Charlotte Rampling’s icy steel gaze, sizes you up, takes you in and spits you back out. As a young woman – a sleek model and an even sleeker actress – Rampling was a motion picture glossy and her film roles (Farewell My Lovely, The Verdict) were post-modernist variations of the film noir femme fatale. In her most notorious role as a concentration camp inmate in The Night Porter, Rampling was more of a threat than Nazi Dirk Bogarde. Except for her cracking veneer in Stardust Memories, Rampling remained a distancing and dangerous object of desire. But as she aged, her look became more penetrating, sizing up the whole universe, and in Francois Ozon’s Under the Sand and The Swimming Pool, Rampling conveyed a depth of soul she didn’t have before. And now in Andrew Haigh’s 45 Years, as Kate Mercer, the bedrock in a long marriage ready to crack apart, her hot wire emotional undertow beyond the hard, resilient stare is the center of existence, the culmination of a career.

Kate is married to Geoff (Tom Courtenay), a sturdy but dowdy husband obsessed with routine (reading, watching television, eating scheduled meals). Both are retired. Kate cares for Geoff and is in full control of their Norfolk household. As the film begins, she is busily planning their 45th wedding anniversary (walking through an old reception hall where the couple plans to celebrate, Kate remarks, “So full of history. Like a good marriage”). But like a bolt from the sky, Geoff receives a letter informing him that Katya, a woman who Geoff knew before he met Kate and who died in a mishap in the mountains of Switzerland, has suddenly been discovered, preserved in a melting glacier (“How strange would that be,” Geoff says, “She’ll look just like she did in 1962”). This revelation of a long, suppressed past and then Kate’s uncovering of further secrets, casts a disturbing and tragic shadow over the seemingly steady 45-year marriage.

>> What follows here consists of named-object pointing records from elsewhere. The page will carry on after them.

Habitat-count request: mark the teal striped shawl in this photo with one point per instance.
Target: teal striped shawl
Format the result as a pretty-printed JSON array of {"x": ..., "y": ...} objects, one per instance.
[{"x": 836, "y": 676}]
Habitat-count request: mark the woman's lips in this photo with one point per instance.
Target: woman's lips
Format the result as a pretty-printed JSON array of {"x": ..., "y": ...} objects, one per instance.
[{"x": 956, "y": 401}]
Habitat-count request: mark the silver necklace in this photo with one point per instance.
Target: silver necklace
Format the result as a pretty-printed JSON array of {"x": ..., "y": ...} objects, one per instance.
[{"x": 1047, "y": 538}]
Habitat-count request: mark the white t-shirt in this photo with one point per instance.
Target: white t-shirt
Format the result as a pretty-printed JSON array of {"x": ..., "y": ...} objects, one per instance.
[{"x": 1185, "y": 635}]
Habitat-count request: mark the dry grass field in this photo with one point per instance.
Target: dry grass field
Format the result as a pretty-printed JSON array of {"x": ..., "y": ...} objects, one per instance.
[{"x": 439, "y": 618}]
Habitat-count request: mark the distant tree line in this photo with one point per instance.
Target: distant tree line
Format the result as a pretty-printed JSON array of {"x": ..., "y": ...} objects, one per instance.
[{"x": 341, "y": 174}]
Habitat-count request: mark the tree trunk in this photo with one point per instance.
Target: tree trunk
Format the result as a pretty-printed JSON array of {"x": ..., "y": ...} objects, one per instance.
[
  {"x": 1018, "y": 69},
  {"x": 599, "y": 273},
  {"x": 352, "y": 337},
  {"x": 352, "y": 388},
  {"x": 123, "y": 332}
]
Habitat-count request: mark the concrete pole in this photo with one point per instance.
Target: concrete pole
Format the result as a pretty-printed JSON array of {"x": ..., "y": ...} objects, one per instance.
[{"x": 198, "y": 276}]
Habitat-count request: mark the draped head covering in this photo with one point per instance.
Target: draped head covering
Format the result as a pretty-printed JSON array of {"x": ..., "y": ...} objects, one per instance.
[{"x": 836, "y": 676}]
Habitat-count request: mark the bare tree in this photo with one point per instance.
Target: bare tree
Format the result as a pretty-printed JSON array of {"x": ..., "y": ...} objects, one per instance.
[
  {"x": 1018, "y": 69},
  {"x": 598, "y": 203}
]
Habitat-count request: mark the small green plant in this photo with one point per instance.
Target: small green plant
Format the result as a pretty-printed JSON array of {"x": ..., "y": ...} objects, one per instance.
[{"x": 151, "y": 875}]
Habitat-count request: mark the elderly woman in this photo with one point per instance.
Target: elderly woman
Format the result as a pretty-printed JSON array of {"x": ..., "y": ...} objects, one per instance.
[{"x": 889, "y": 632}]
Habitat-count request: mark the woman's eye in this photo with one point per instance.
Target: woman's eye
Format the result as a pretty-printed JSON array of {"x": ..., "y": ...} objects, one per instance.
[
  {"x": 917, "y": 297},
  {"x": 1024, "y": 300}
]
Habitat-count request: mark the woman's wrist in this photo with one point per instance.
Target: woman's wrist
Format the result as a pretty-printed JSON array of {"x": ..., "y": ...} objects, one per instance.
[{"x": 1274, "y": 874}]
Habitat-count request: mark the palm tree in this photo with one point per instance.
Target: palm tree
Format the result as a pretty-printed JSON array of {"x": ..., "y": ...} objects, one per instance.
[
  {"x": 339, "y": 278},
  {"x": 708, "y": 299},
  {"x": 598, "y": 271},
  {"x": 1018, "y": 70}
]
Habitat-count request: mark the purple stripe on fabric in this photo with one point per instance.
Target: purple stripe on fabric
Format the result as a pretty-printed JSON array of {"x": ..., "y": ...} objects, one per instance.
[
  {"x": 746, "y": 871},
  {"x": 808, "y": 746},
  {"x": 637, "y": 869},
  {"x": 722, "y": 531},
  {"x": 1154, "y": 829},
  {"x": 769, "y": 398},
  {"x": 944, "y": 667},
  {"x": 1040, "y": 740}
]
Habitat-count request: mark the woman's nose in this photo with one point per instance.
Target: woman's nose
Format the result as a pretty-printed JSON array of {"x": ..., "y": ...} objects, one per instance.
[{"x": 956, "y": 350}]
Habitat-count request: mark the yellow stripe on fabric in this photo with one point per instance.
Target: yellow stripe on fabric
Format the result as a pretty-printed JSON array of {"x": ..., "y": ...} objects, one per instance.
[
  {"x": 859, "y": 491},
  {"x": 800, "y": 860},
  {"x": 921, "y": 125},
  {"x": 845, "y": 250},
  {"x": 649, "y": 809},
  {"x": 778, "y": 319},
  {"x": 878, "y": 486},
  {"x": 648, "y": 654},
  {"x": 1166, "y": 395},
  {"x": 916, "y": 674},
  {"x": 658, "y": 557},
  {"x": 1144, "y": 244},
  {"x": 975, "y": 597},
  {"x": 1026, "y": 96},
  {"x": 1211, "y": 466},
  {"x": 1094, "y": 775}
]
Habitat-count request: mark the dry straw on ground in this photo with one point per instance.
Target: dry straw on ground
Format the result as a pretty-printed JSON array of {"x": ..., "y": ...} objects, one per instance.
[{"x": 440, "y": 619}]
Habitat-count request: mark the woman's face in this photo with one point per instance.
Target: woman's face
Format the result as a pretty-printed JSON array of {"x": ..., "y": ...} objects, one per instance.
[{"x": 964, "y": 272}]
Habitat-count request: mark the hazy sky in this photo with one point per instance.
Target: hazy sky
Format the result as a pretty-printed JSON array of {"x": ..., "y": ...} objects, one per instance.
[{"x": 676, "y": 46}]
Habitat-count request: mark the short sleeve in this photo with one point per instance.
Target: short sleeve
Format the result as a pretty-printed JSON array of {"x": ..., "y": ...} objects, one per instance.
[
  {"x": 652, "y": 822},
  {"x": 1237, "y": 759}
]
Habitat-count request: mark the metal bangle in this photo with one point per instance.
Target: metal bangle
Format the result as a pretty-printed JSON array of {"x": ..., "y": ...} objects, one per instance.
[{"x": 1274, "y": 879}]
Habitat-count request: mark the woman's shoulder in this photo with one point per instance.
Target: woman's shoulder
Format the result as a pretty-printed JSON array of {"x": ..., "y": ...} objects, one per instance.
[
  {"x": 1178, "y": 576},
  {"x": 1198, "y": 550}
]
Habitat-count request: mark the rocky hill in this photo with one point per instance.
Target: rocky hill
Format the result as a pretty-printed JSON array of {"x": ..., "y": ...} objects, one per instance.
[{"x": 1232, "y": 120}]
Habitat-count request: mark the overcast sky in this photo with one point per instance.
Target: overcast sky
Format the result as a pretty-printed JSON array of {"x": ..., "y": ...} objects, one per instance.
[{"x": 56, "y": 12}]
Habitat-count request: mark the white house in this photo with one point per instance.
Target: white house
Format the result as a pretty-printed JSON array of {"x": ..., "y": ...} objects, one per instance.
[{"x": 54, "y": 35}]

Writer/director Andrew Haigh (Greek Pete, Weekend) does not bludgeon with quirky, life-affirming oldsters as in The Best Exotic Marigold Hotel, Quartet or Cocoon, but directs with a quiet restraint reminiscent of Make Way For Tomorrow. Haigh works in widescreen long shots that take in the Mercer’s world and their personal connections, allowing Haigh, in this chamber piece etude, to concentrate on the quiet, emotional ramifications of their lives. An uncomfortable sense of time running out/time wasted and a troubled past is indicated by the sound of a carousel slide projector over the opening credits, the ticking of clocks and the tolling of bells (Kate also ponders buying Geoff a watch as an anniversary gift). Haigh is far less subtle with the plot points (which bang into the story with a loud thump) but Courtenay and Rampling expertly downplay the clunky portions of the script and it all whispers by.

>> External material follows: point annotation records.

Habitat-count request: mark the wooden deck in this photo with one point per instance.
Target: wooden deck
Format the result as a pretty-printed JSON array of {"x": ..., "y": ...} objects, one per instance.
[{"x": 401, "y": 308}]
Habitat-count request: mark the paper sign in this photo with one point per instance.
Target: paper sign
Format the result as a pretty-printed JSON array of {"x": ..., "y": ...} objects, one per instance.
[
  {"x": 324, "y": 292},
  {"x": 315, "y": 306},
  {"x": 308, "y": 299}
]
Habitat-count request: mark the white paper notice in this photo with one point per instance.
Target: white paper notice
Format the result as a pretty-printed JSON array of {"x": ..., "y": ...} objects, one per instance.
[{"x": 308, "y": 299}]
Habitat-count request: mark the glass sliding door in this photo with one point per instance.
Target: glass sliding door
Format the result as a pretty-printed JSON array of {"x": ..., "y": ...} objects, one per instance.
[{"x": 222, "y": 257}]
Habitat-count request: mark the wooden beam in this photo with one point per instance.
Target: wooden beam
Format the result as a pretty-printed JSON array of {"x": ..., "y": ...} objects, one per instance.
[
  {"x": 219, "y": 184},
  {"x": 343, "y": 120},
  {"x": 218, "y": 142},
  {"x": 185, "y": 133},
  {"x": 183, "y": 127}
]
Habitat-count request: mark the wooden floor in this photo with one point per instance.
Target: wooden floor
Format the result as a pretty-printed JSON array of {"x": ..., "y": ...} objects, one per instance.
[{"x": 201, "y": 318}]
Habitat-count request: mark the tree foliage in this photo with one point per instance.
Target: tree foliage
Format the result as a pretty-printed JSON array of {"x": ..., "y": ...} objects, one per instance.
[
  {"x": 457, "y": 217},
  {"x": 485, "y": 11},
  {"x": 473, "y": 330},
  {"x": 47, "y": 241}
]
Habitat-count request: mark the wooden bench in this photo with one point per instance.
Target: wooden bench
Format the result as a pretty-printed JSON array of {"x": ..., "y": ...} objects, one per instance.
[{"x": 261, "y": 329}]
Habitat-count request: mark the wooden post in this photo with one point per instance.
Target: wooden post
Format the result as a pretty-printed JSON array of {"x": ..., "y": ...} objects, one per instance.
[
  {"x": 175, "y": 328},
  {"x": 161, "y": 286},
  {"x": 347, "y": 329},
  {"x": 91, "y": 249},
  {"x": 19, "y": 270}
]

There is a joyful scene in the film when Kate and Geoff cut loose and dance to “Stagger Lee.” This is reflected in the final sequence, when their past in now bared like an open wound, but Kate and Geoff still must attend their anniversary party with false smiles. After Geoff (who wants to put it all behind them) informs the partygoers “As we get older, we stop making choices,” the couple takes to the dance floor and dances a solo to “Smoke Gets in Your Eyes.” Haigh shoots this emotional highwire act in one long take. At the end of the dance, Geoff is overcome and holding Kate’s hand, raises his arm triumphantly in the air.

Then in a shocking reaction that hits like a thunderclap, Kate defiantly breaks her grasp from Geoff. Her glaring look at the crowd with an epiphany of conflicting emotions in her expression, Rampling nails the final shot of the film. Along with City Lights, Queen Christina, and Manhattan, this closing shot of 45 Years is an image for the ages.